Operating Systems 2021F Lecture 5

From Soma-notes
Jump to navigation Jump to search


Video from the lecture given on September 23, 2021 is now available:

Video is also available through Brightspace (Resources->Class zoom meetings->Cloud Recordings tab)


Lecture 5
- update on Assignment 1 (almost there!)
- more on Tutorial 1 & 2 material

Assignment 1
 - almost done! it is incomplete currently
    - adding more questions
    - current ones you can go ahead and answer, at most they'll be renumbered
 - Due October 1st, by 11:59 PM
 - Template will be posted when complete, should be by tomorrow (end of today, but my end of today can be late)

October 1 is also the due date for Tutorials 1 & 2
 - because what's the point of having them due afterwards, since they are
   to help you with A1?
 - brightspace due date is a week after being released, but you can submit with no penalty until the assignment is due
    - you should try to hit the brightspace deadline to not get behind

We'll hold your hand for the tutorials, the assignments are where you show you learned the stuff.
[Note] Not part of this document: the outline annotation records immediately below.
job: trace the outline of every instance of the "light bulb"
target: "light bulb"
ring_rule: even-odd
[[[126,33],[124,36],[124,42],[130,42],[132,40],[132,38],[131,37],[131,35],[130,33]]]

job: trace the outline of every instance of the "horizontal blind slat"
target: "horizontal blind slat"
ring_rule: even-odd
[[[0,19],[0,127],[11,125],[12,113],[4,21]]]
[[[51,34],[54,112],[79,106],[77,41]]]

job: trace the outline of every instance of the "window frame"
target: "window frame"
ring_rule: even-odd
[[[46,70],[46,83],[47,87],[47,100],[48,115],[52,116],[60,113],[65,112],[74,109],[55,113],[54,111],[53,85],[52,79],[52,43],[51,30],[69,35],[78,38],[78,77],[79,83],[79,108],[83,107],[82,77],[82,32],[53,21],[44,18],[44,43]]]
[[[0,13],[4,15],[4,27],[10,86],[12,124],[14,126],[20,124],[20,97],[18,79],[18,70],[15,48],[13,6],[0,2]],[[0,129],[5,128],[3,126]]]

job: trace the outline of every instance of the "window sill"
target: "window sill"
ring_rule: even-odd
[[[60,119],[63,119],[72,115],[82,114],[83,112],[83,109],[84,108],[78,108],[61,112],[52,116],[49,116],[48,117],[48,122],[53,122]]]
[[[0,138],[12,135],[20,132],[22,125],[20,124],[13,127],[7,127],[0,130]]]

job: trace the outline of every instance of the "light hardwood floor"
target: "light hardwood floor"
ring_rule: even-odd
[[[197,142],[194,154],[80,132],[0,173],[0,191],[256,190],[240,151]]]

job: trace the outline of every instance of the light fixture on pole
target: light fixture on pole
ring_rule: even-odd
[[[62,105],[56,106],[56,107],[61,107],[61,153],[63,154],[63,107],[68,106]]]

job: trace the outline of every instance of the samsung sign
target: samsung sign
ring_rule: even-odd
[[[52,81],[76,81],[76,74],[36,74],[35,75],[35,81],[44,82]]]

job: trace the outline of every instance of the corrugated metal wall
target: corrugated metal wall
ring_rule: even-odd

You need to know enough assembly to answer the questions
 - same with everything else :-)
 - lots of material in OS, I have to guide you in what to learn,
   that's what the tutorials and assignments are for

I'm opening Tutorial 2 submissions after class
 - sorry, forgot to do that

Do the tutorials first, then do the assignments
 - but don't spend too much time trying to get the tutorials "perfect"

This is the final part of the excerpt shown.